Tandis que Pékin peine à se confectionner un visage à peu près démocratique à la veille de ses Jeux olympiques, les lecteurs francophones peuvent enfin partager les souvenirs de la Montréalaise Zhimei Zhang, racontant sa jeunesse sous le régime communiste chinois. Plus ça change…

Née en 1935 dans une famille marquée du double stigmate intellectuel et bourgeois, Zhimei Zhang a vécu la libération de Pékin par les communistes alors qu’elle n’avait que 13 ans. Élevée jusque-là dans une maison confortable, entourée de domestiques et d’oeuvres d’art, elle verra son père désigné comme "traître à la Chine" et forcé de mettre un terme à sa carrière dans la fonction publique pour finir ses jours comme simple balayeur. Ainsi l’entendaient les révolutionnaires dans leur prétention à éliminer tout ce qui pouvait symboliser le passé impérial et l’occupation japonaise.

Traductrice, professeure d’anglais et journaliste jusqu’à son immigration au Canada à l’âge de 50 ans, Zhimei Zhang s’est elle-même vu traiter de façon mesquine à cause de ses origines sociales, mais aussi de son intérêt considéré suspect pour les cultures étrangères. À une époque où les lettres de créance politiques étaient plus importantes que les compétences professionnelles pour l’embauche d’un professeur, elle doit par exemple nettoyer les toilettes de l’école où elle est censée enseigner. La correspondance qu’elle entretient avec une amie allemande la faisant suspecter d’espionnage, elle subira également de violents interrogatoires et sera envoyée en "rééducation", partageant durant plusieurs mois l’existence misérable des paysans en guise de "redressement idéologique". Tout cela en plus de mener la vie typique d’une jeune femme du 20e siècle: deux mariages, deux maternités, quelques changements de carrière…

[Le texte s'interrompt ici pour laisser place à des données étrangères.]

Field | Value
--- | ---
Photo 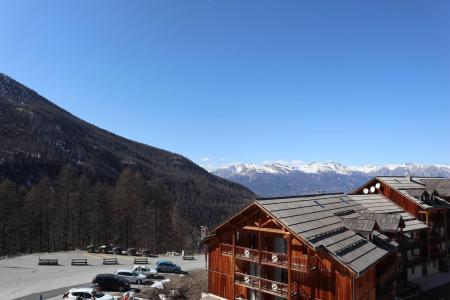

C’est à la suite d’une entrevue de Zhimei Zhang à Radio-Canada en 2006, à l’occasion du 40e anniversaire de la Révolution culturelle, qu’est née l’idée de cette version française de Ma vie en rouge, paru en anglais en 1992. Plus qu’un banal témoignage, avec son style d’une belle fluidité (rendu par la traduction soignée de Gilles Jobidon), l’ouvrage se démarque par son tableau en demi-teintes de la vie sous un régime tyrannique. Ne se contentant pas de souligner les innombrables absurdités du système, l’écrivaine convient d’abord de l’exaltation qu’elle a ressentie lors des premiers rassemblements de l’ère communiste où dominait un fort sentiment de camaraderie. Au fil des années, toutefois, les observations deviennent plus désabusées: les relations humaines se détériorent tandis que le régime de terreur encourage les dénonciations entre collègues, amis, voisins et membres d’une même famille.

Avouant avoir elle-même rédigé des dénonciations afin de se protéger, Zhimei Zhang fait preuve d’une courageuse honnêteté, parvenant ainsi à faire comprendre au lecteur le mécanisme de la peur et de la servilité lentement intégrées, vécues de l’intérieur. Un discours tristement actuel, faut-il le préciser, au moment où la nouvelle Chine capitaliste continue d’exercer la censure et de violer les droits de la personne, le mouvement de répression qui bat son plein au Tibet n’étant que la pointe visible d’un iceberg que choisit d’ignorer l’Occident, soumis au géant économique.

Zhimei Zhang, dont le livre est interdit dans son pays natal, travaille aujourd’hui à un nouveau récit autobiographique consacré à son expérience canadienne.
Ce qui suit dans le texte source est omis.